I don’t want to seem humorless, and I do agree with Jason that there is a “tendency of nearly everyone to joke about wintertime cold spells” as counter-evidence to global warming. However, this Brookings reportThe Climate of Belief: American Public Opinion on Climate Change, reinforces my statement that it’s callous and irresponsible for those in the public eye to make this “joke” (I don’t truly believe that they think they’re joking).

Apparently Americans’ view on climate change and the necessity for decisive action is mercurial at best.  Even belief in the most fundamental findings of climate scientists — evident in answers to questions like, “From what you’ve read and heard, is there solid evidence that the average temperature on earth has been getting warmer over the past four decades?” — is subject to abrupt change. According to the report, in 2008, 72 percent of respondents answered “Yes” to that question, while, last year, it was only 66 percent. Most of the shift came from self-identified “independents,” who went from 74 to 61 percent from 2008 to 2009.

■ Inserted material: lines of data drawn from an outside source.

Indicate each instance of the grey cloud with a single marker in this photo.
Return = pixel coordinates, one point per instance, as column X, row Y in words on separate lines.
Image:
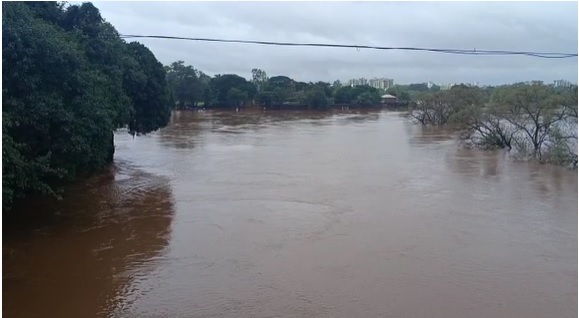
column 529, row 26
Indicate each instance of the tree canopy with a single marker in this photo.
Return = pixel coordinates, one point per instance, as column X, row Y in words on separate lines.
column 69, row 81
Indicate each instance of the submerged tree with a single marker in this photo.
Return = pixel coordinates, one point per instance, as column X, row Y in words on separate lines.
column 68, row 82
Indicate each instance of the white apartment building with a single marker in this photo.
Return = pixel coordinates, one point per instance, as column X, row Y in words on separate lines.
column 380, row 83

And the hits just keep on coming. Even among those who answered “Yes” to the question above, the percentage who said that they were “very confident” that “the average temperature on earth is increasing” dropped from 58 to 40.  There is good news in that, in that same group, the number who believe that changing temperatures can be linked directly to “human activities” remained constant. However that is followed by some of the worst news in the report, the percentage who believe that global warming is a “very serious” problem tumbled from 60 to 51. The full report (pdf) follows with some interesting opinions on various policy options — worth the read but tangential to my point.

Unfortunately, the Brookings survey shows the public view on climate is malleable in a very short time period. And, again, public opinion and desire for change is central to mustering the political will necessary to forge a global agreement.  I shouldn’t have to follow that by saying that if we don’t do something soon there will be severe consequences, but apparently I do.